While gender did not prove to be a significant factor, focusing on the factors with the largest impact enables Regork to implement tailored retention strategies. These could include personalized offers, targeted communication, and enhanced onboarding experiences to improve customer satisfaction and loyalty.
Moving forward, Regork should consider continuous monitoring of churn-related metrics, implement pilot retention programs, and assess their impact using predictive models. This data-driven approach will help ensure long-term growth and customer loyalty.
Final Findings Following the completion of our analysis, we determined Random Forest to be the optimal model for predicting customer churn. It had the highest roc_auc score at 0.844 compared at 0.843 and 0.818. We also determined the most influential hyperparameters to be tenure, total charges, monthly charges, internet service, payment method, and finally contract length. These contributors helped us create our models and produce 3 key recommendations.

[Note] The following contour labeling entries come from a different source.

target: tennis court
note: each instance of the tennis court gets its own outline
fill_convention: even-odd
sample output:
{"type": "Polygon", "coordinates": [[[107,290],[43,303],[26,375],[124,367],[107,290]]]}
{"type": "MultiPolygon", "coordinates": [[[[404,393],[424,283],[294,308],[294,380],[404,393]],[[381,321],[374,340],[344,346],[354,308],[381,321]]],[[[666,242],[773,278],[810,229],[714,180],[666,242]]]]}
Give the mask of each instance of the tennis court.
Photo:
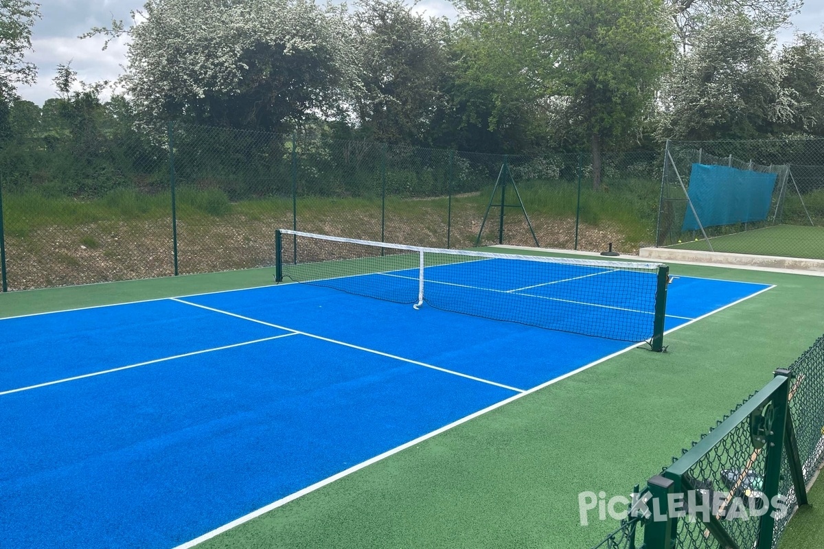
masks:
{"type": "MultiPolygon", "coordinates": [[[[381,287],[416,300],[409,258],[391,259],[366,276],[362,259],[347,262],[349,274],[321,286],[0,320],[4,547],[189,544],[609,357],[681,352],[677,342],[663,355],[635,351],[648,348],[644,298],[611,288],[643,291],[644,273],[622,286],[616,269],[567,263],[536,281],[520,261],[461,261],[428,266],[432,302],[418,309],[347,293],[381,287]],[[536,312],[547,303],[558,318],[536,312]],[[580,333],[592,326],[606,337],[580,333]]],[[[773,287],[676,274],[667,335],[773,287]]]]}
{"type": "MultiPolygon", "coordinates": [[[[700,233],[695,238],[667,248],[710,251],[700,233]]],[[[709,243],[715,252],[824,259],[824,228],[819,226],[776,225],[712,236],[709,243]]]]}

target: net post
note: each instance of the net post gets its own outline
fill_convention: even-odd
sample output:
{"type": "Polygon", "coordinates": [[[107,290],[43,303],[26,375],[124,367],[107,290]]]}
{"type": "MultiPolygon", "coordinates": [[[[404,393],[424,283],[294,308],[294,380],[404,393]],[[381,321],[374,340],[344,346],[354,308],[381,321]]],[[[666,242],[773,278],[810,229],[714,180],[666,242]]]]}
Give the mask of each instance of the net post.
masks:
{"type": "Polygon", "coordinates": [[[664,320],[667,318],[667,285],[668,283],[669,267],[667,265],[658,266],[652,341],[653,351],[655,352],[662,352],[664,350],[664,320]]]}
{"type": "Polygon", "coordinates": [[[414,305],[414,308],[418,309],[422,305],[424,305],[424,250],[419,252],[420,254],[420,263],[418,268],[418,303],[414,305]]]}
{"type": "Polygon", "coordinates": [[[171,255],[174,265],[175,276],[178,275],[178,258],[177,258],[177,202],[176,202],[176,185],[175,182],[175,123],[169,121],[168,128],[169,138],[169,186],[171,192],[171,255]]]}
{"type": "Polygon", "coordinates": [[[578,179],[578,199],[575,202],[575,246],[574,249],[578,249],[578,230],[581,221],[581,172],[583,171],[583,153],[578,153],[578,169],[575,171],[578,179]]]}
{"type": "Polygon", "coordinates": [[[274,281],[283,281],[283,242],[280,229],[274,231],[274,281]]]}
{"type": "Polygon", "coordinates": [[[447,249],[451,248],[452,231],[452,174],[455,169],[455,149],[449,151],[449,175],[447,177],[447,249]]]}
{"type": "Polygon", "coordinates": [[[0,176],[0,278],[2,279],[2,291],[8,291],[6,276],[6,235],[3,230],[5,221],[2,217],[2,177],[0,176]]]}
{"type": "Polygon", "coordinates": [[[501,212],[500,220],[498,225],[498,244],[503,244],[503,210],[507,203],[507,175],[509,174],[509,161],[507,155],[503,155],[503,167],[501,168],[503,174],[503,181],[501,183],[501,212]]]}

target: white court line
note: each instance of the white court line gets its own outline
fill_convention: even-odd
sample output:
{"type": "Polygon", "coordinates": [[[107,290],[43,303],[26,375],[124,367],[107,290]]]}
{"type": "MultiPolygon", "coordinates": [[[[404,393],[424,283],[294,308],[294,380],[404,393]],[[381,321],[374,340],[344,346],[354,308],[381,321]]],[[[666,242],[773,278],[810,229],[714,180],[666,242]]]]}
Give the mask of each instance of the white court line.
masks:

First, we recommend implementing tailored discounts for long-term contracts. We easily identified tenure as a leading factor along with contracts so focusing on signing long term contracts will help lengthen the tenure of the customer and hopefully reduce their likelihood of churning.
Second, we wanted to improve the paperless payment process as it seems the customers are not happy with this process. Both the electronic check as payment and paperless billing had higher levels of churn. This demonstrates a potential issue that may be occurring within these electronic payments.
Finally, we recommend increasing technical support and adding customer support. These individuals could be incentivized by increasing contracts and create a better environment for in person payments as opposed to electric billing and payments.
These findings helped us determine where the issues were originating and help create ways to reduce customer churn in the future. If Regork fails to take action we predict there will be over a $50,000 loss in monthly revenue. This is due to the lack of spending over long periods of time from the customers who left. While they make large purchases at times, their short tenure results in a large revenue loss. Overall, addressing these key factors and implementing most of the recommended strategies, we believe Regork will improve their customer retention. By focusing on longer contracts, better payment processes, and large customer service team, Regork can build strong relationships with its customers and successfully achieve sustainable growth in the future.